WHAT IT MEANS: If the economy is going to grow at 3% for as long as the eye can see, businesses better spend lots of money on capital goods. That is the only way productivity, which has largely been going nowhere, will improve. Well, that is not happening. Durable goods orders fell in April, led by a sharp decline in commercial aircraft demand. But even excluding aircraft, orders still fell. Purchases of vehicles, computers and communications equipment did rise, but that was more than offset by declines in machinery, electrical equipment, appliances and metals. But the key in this report is always the measure that best indicates capital spending. For the second consecutive month it was flat and has barely budged this year. That is hardly a sign that firms are confident enough about future growth to start investing in it.
The economy grew in the first quarter by a little more than initially thought. The upward revision was nice to see and came from a pick up in consumer spending and a slightly narrower trade deficit. Still, the report was nothing great and with business equipment spending being revised downward, it reinforces the view that growth remains at the same disappointing level we have seen for the past seven years.
MARKETS AND FED POLICY IMPLICATIONS: The economy is just not picking up any steam.
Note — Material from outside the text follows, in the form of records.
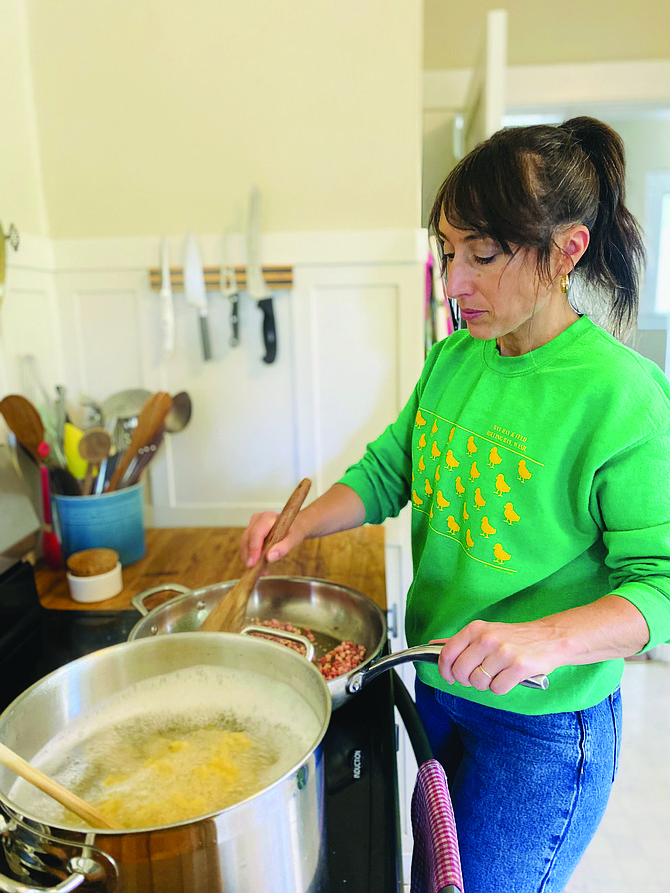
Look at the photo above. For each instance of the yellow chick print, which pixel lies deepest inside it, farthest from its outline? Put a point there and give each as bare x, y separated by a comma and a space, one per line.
509, 514
487, 529
442, 503
501, 485
500, 555
524, 474
451, 461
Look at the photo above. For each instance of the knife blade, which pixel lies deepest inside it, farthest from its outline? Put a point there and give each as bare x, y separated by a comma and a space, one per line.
229, 290
167, 302
256, 286
194, 288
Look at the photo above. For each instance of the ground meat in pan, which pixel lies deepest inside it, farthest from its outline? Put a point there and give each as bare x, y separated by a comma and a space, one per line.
337, 662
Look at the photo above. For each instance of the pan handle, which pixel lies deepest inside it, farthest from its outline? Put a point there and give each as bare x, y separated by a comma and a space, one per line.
427, 653
83, 869
137, 601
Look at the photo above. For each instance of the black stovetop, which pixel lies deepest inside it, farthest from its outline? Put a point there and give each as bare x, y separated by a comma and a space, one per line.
362, 823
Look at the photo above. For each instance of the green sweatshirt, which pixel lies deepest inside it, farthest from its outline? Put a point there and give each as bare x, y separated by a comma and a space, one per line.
538, 483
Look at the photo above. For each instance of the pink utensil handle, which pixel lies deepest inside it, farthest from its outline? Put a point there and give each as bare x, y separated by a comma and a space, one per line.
46, 493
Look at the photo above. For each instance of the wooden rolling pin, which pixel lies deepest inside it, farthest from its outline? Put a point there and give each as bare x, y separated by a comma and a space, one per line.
66, 798
229, 613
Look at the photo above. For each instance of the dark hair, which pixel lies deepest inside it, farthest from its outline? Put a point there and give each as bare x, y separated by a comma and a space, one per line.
524, 183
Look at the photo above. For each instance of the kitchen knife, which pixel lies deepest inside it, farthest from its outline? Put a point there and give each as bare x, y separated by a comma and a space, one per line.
167, 303
194, 288
229, 290
256, 286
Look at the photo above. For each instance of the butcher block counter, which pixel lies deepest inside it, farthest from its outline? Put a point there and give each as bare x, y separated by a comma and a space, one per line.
201, 556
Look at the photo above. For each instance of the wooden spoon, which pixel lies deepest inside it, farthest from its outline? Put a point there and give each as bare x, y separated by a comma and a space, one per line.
94, 447
46, 784
229, 613
149, 422
24, 421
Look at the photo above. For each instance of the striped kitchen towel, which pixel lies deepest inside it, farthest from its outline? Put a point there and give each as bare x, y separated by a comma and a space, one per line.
436, 864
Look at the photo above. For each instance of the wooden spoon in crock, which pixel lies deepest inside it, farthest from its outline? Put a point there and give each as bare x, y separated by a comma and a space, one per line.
149, 422
46, 784
94, 447
24, 421
229, 613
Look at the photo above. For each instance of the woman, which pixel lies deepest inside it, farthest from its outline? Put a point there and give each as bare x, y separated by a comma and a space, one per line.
535, 451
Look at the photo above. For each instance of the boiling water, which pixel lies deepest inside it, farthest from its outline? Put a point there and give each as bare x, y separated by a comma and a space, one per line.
176, 746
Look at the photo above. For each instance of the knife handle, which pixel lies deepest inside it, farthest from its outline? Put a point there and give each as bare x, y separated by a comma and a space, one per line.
204, 332
269, 330
234, 321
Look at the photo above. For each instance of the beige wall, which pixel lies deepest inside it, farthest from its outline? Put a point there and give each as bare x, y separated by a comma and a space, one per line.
545, 33
20, 185
159, 116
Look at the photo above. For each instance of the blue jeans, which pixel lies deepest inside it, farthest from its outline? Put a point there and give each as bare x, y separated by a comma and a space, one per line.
528, 791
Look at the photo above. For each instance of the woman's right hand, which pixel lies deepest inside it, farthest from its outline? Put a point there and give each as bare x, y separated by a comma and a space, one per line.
251, 544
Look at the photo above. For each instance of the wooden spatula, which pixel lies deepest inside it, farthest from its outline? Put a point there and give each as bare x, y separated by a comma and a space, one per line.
66, 798
228, 614
24, 421
94, 447
149, 421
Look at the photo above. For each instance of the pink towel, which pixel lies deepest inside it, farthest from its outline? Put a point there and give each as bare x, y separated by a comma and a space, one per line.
436, 864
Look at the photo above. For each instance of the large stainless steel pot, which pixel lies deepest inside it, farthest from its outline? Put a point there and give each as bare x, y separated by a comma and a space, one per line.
332, 612
272, 841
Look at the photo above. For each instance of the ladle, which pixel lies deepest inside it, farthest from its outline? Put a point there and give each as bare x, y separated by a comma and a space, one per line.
94, 447
54, 790
180, 413
228, 614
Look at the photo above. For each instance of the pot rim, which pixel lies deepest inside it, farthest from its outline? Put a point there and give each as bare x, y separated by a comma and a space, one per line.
335, 685
314, 749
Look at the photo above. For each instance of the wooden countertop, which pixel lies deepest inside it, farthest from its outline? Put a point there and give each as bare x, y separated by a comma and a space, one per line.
200, 556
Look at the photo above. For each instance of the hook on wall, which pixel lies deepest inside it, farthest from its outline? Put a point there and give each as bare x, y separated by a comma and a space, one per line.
11, 236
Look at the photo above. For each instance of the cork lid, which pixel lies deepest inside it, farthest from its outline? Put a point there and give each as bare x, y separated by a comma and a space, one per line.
91, 562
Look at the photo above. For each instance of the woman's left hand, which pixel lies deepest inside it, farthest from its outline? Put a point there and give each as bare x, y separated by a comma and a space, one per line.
497, 656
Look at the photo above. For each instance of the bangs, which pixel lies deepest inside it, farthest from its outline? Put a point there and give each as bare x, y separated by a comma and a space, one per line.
493, 192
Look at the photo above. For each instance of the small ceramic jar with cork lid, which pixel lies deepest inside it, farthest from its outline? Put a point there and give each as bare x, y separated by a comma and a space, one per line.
94, 575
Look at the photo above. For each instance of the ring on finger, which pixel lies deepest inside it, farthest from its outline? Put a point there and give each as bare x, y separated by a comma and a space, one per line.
480, 667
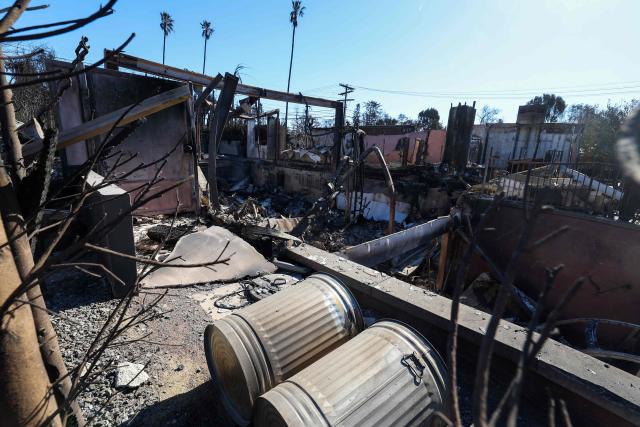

Yes, second quarter growth could be in the 3% range, but that would still only mean the first half growth rate was not much more than 2%. And there are no reasons to believe that either businesses or households will spend more rapidly going forward. Consumer debt levels are rising rapidly and the monthly payments are taking away from spending on other goods and services. Meanwhile, the only animal instincts that are breaking out in the corporate arena are in the equity markets. Executives are more than happy to slowly add workers and rake in higher earnings as the economy slowly expands, but they have shown little willingness to invest in the future or pay their workers more. So, where is the future growth going to come from? Got me. On that happy note, let me say to everyone:
Have a happy and healthy Memorial Day weekend!